Del cafetal al pocillo
Desde el cafetal a la infusión hay un largo camino. “Elegimos la parte media de la planta para hacer los plantines, hacemos los almácigos y después de un tiempo, casi un año, los pasamos al campo, al potrero. Hay que esperar tres o cuatro años para que la planta sea productiva”, explica Graciela. En junio o en julio, siete meses después de que florece, se cosecha.
“Cuando el café está ‘cereza’ (tiene el mismo color que una cereza) se recoge de la vara”, detalla. El proceso es artesanal y cuidado: no se baja toda la vara, solo se extrae el “cereza” y se deja el verde.
“Eso hace que tenga un costo más elevado porque generalmente tenés que entrar hasta tres veces a la plantación para bajar toda la cosecha”, puntualiza.
Posteriormente, se fermenta en la bolsa y se pasa a la despulpadora. El grano recién recolectado tiene demasiada humedad, por lo que debe secarse antes de tostarse. Graciela explica que existen dos procesos: uno con agua, en el que se saca toda la pulpa del café, se lo lava y se lo pone en el tendedero al aire libre. Se lo cubre cuando cae el sol, y al día siguiente se abre; así hasta que seque. El secado puede tardar 15 o 20 días, según las condiciones climáticas.
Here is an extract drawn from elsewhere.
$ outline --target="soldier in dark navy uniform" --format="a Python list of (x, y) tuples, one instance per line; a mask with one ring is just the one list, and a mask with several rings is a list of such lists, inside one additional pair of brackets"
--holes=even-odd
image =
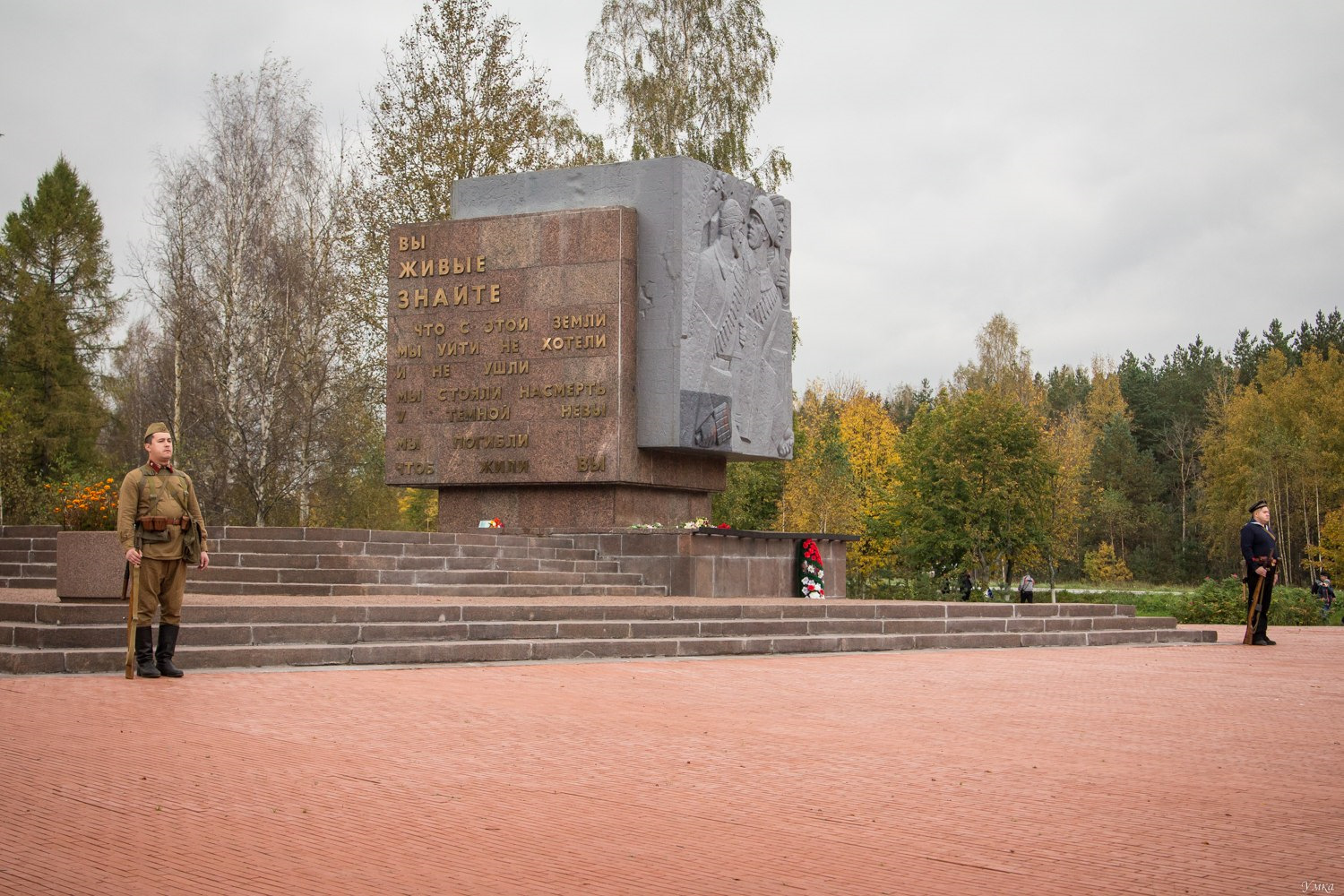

El otro proceso es llevar el café cereza directo al secadero, donde se seca todo. “La pulpa tiene un sabor dulzón que es absorbido por el grano, ese café tiene un sabor especial, más dulce, diferente. Eso lo hacemos en una edición limitada”, precisa Ortiz.
El producto obtenido, que se llama café pergamino, es guardado en bolsas y trasladado a la Argentina. “Pelamos y trillamos ese café de acuerdo a cómo lo vamos necesitando. Los clientes piden café recién pelado, recién tostado. Fidelizamos mucho”, agrega.
El Café Baritú es tostado de forma natural, sin aditivos, azúcar ni conservantes. “El tostado también es artesanal, lo hacemos nosotros”, agrega Graciela.
El último paso es la comercialización, que se realiza de manera directa, con particulares. Sin intermediarios, los envían a clientes en Rosario, Buenos Aires o Córdoba, que ya conocen el producto. Además, se puede degustar en la confitería Café Baritú, en Jujuy.
Los Ortiz Balut ya piensan en sus próximos objetivos: abrir un local en Salta y en la Quebrada de Humahuaca y también, pensar en la reapertura del ecolodge, que cerró cuando se incrementaron años atrás las protestas sociales y los cortes de rutas en Bolivia. Quieren ir creciendo de a poco, “a conciencia’’, dicen.
¿Cuánto cuesta un kilo de Café Baritú? “En este momento, te mentiría. Lo dejamos de hacer este año, pero no es mucho más caro que un buen café. La idea es que lo conozcan, hay que darle la oportunidad porque una vez que conocés el café, te enamora”.